History of Chiropractic Care and General Philosophy
Taken from the Practice Analysis of Chiropractic 2015
Chiropractic is concerned primarily with the diagnosis, treatment and prevention of disorders of the musculoskeletal system and the effects of these disorders on the nervous system and general health. The writings of Hippocrates (460-370 BC) and Galen (130-200 BC) and even ancient manuscripts of the Egyptians, Hindus and Chinese reveal many principles common to chiropractic. Its place in modern health care is largely attributed to Dr. Daniel David Palmer, who founded the first chiropractic college, in Davenport, Iowa, in 1897.
The tenets of chiropractic hold that a human being’s nervous system is essential to health, and that interference with this system impairs normal body functions and lowers the body’s resistance to disease. The study of chiropractic includes the various ways in which the nervous system can be irritated or impeded, resulting in pain or illness, as well as techniques to correct these problems.
Chiropractic is also based on the premise that the body can achieve and maintain health through its own natural recuperative powers, as long as it receives the right food, water, adequate rest, exercise, clean air, adequate nutrition and has a properly functioning nervous system.
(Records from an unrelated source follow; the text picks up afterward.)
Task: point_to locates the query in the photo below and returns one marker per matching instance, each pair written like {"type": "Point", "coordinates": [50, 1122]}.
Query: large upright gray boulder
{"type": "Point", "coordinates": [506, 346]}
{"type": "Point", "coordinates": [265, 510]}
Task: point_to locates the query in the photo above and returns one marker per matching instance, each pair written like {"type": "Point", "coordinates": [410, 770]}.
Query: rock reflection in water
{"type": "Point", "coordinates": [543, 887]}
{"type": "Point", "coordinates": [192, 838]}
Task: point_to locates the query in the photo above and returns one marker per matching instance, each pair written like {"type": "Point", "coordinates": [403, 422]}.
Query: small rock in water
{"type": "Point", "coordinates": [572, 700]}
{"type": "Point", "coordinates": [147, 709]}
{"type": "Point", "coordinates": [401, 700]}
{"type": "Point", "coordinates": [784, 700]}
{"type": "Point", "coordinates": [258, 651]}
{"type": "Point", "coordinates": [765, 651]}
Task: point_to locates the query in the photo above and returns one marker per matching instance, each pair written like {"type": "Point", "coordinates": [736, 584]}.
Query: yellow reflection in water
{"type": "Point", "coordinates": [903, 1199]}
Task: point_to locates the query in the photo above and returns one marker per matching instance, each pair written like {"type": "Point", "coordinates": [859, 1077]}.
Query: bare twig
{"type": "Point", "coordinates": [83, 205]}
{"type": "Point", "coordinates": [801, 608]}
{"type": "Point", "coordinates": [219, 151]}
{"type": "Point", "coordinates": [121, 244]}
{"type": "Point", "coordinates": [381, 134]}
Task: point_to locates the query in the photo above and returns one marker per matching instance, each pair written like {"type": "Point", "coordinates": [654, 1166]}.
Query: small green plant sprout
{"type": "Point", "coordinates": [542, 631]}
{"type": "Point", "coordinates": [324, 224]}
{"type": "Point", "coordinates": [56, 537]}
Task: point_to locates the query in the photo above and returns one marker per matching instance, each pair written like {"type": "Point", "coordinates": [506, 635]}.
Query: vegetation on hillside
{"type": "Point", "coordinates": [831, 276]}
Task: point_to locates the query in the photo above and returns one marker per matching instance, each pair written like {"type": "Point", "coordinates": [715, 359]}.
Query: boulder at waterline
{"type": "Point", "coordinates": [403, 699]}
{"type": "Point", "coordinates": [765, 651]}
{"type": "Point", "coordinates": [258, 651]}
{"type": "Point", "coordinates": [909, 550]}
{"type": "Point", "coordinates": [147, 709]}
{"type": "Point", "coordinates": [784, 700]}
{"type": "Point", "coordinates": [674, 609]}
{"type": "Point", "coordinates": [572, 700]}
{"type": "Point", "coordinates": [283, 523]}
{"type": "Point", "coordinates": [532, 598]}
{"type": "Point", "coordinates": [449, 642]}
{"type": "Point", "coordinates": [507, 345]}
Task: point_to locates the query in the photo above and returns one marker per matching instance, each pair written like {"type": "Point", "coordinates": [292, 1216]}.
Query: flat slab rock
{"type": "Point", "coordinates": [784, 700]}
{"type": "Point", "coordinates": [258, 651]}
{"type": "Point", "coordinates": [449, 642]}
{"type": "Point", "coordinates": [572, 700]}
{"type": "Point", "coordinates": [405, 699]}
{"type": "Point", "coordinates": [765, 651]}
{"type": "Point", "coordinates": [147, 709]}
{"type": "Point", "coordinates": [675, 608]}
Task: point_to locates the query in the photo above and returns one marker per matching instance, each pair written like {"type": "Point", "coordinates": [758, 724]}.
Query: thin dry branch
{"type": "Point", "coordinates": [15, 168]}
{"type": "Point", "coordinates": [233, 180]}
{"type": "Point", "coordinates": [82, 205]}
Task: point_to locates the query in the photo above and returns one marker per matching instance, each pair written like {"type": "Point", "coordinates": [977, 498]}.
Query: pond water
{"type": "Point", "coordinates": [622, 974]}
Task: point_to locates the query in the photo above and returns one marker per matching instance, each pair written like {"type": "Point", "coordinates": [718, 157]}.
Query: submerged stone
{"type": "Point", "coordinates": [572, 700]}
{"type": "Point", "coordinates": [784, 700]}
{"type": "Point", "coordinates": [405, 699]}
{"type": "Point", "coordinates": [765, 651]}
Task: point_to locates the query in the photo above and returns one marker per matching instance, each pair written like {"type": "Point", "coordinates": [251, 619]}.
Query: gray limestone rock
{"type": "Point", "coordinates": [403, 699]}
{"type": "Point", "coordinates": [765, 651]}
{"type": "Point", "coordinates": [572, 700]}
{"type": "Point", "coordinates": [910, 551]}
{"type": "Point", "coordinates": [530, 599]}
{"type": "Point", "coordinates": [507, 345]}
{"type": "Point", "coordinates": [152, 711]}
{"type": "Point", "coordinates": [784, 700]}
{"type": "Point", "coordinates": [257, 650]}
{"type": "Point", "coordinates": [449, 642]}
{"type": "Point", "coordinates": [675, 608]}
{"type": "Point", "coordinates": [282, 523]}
The specific focus of chiropractic practice is known as the chiropractic subluxation or joint dysfunction. A subluxation is a health concern that manifests in the skeletal joints, and, through complex anatomical and physiological relationships, affects the nervous system and may lead to reduced function, disability or illness. Typically, symptoms of subluxation include one or more of the following:
- pain and tenderness
- asymmetry of posture, movement, or alignment
- range of motion abnormalities
- tone, texture and/or temperature abnormalities of adjacent soft tissues.
A doctor of chiropractic may detect subluxations through standard physical examination procedures, specific chiropractic assessments or special tests.